Who knows where Donald J. Trump will be this time next year? Campaigning for a 2024 return to the Oval Office? Barnstorming America with his weekly MAGA rallies? Managing his own TV network, outfoxing Fox? Maxing out NewsMax?
Perhaps he’ll retire peacefully to the golden comforts of one of his many golf resorts, warm in the embrace of his doting family and the adoration of his club members? Or, will he be in various courts, fending off a battery of touchy lawsuits?
Whatever happens to Trump, one thing is certain: Trumpism is here to stay. The millions of Americans who proudly wave his banner and don his red MAGA uniform cannot be ignored. Having heard the Trump siren song and been transformed by his Circe-like powers, they are not “going gentle into that good night.”
Trumpists have imbibed the elixir of their leader’s far-right policies: his closed borders; his denunciations of Muslims, Blacks, Mexicans; his caging of immigrant children and their separation from their families; his “owning the libs”; his denunciation of unwelcome news as “fake” and antagonistic messengers as “enemies of the people;” his support of violent white supremacists groups; his denial of climate change; his support for the fossil fuel industries; his defiant pardons of criminal cronies; his knowingly false proclamation that COVID-19 would simply disappear (while Nero-like he fiddled as hundreds of thousands of Americans died).
The last draught of this elixir has them violently supporting his frenzied attempts to overthrow the results of the presidential election.
So the Trumpists are here to stay. What, however, becomes of the legions of traditional conservatives who left the Republican Party, vocally rejecting Trump’s harsh rhetoric, odd behavior, and his unconservative agenda?
To them, Trump abandoned conservative ideals: fiscal restraint, balanced budgets, small government, personal and political accountability, strong and coherent foreign policy, free trade, strict adherence to the Constitution and simple decency.
These “Never Trumpers” also denounced the undemocratic, Trump-inspired spectacle of 125 House members and 27 states’ attorneys general who joined the Texas lawsuit to discard millions of votes in four states not named Texas.
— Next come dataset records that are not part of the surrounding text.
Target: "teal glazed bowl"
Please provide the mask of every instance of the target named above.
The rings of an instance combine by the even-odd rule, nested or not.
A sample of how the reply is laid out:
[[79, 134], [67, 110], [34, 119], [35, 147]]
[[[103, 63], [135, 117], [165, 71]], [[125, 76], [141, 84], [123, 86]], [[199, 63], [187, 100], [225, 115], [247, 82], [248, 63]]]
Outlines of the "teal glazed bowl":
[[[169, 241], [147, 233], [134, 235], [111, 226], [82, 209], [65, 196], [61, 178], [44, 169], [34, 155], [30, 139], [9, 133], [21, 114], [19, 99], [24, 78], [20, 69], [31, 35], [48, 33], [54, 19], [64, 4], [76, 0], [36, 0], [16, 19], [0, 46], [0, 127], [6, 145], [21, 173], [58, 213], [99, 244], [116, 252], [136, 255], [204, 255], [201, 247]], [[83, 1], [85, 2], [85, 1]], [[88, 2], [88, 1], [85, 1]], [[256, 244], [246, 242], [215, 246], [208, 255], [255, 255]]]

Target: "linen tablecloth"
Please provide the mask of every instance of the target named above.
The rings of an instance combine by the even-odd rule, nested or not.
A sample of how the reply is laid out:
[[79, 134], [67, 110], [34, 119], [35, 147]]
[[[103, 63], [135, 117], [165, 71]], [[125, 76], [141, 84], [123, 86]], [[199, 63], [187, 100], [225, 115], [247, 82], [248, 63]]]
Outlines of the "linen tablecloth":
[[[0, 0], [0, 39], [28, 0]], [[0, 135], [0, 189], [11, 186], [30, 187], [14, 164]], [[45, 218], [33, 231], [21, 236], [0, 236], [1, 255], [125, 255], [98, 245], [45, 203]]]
They cried “Shame!” “Madness!”
We need a way out of this mess. One hypothetical path would be to celebrate and incorporate our differences (“Vive la difference!”). A multi-party system would provide such a path.
For example, Never Trumpers might form a new party — a center right party, say, the “Federalist Party.” At the same time, those who favor significant reform but feel it would be foolish to defund the police, do away with all private health insurance, dismantle our capitalist economy should stand pat with the incoming Biden administration, the center left party — the present “Democrats.”
To be consistent with the symmetry of this hypothesis, a far-left party (the “Progressives”) would counter-balance the far-right “Trumpists.” Their policies espousing universal health care, guaranteed living wage, free tuition for public universities, enshrinement of labor unions, should be on the table for debate. The focus should be on establishing more, not less, democracy.
Our present system is dysfunctional and virtually moribund. Hobbled by their zero-sum governing principle, figures like Republican Senate and House leaders Mitch McConnell and Kevin McCarthy have routinely killed or suppressed legislation that addresses the broader, desperate needs of the nation in favor of a narrow right-wing, mostly Trumpist agenda.
These unattended needs, though long deemed urgent by the scientific community, have been ignored by Republican legislators and their corporate owners, especially since the advent of Citizens United. These ignored needs have worsened in the last decade: more polluted air and water, climate deterioration, increasingly violent storms and forest fires, crumbling infrastructure, growing wealth gap, a shrinking middle class, overcrowded prisons and massive homelessness, degraded immigration policy, systemic racism, rampant gun violence, and more.
In short, our present two-party political system is failing. Multi-party restructuring would more accurately reflect the practical and philosophical divisions in the country and give their representatives a seat at the table, while diminishing as well the oligarchic tendencies of the Trumpist faction.
All the nation’s dominant factions deserve a chance (a) to articulate and advance their causes, (b) to form governments where all constituencies, proportionately represented, share power, debate their priorities and (c) work to forge legislative compromises that reflect the diverse interests and needs of this divided country.
The present bloated and sclerotic two-party system has proven ill-equipped to negotiate, never mind solve, the complex issues of a nation dogged by regional and ideological conflict. We need a return to first principles: to take stock of who we are as American citizens, to determine if there any elemental truths that bind us, and if any of them remain self evident. A multi-party system might give substance to the notion that out of many we are still … one.
William Shaw, of Pinehurst, is the author of “Fellowship of Dust: Retracing the WWII Journey of Sergeant Frank Shaw.”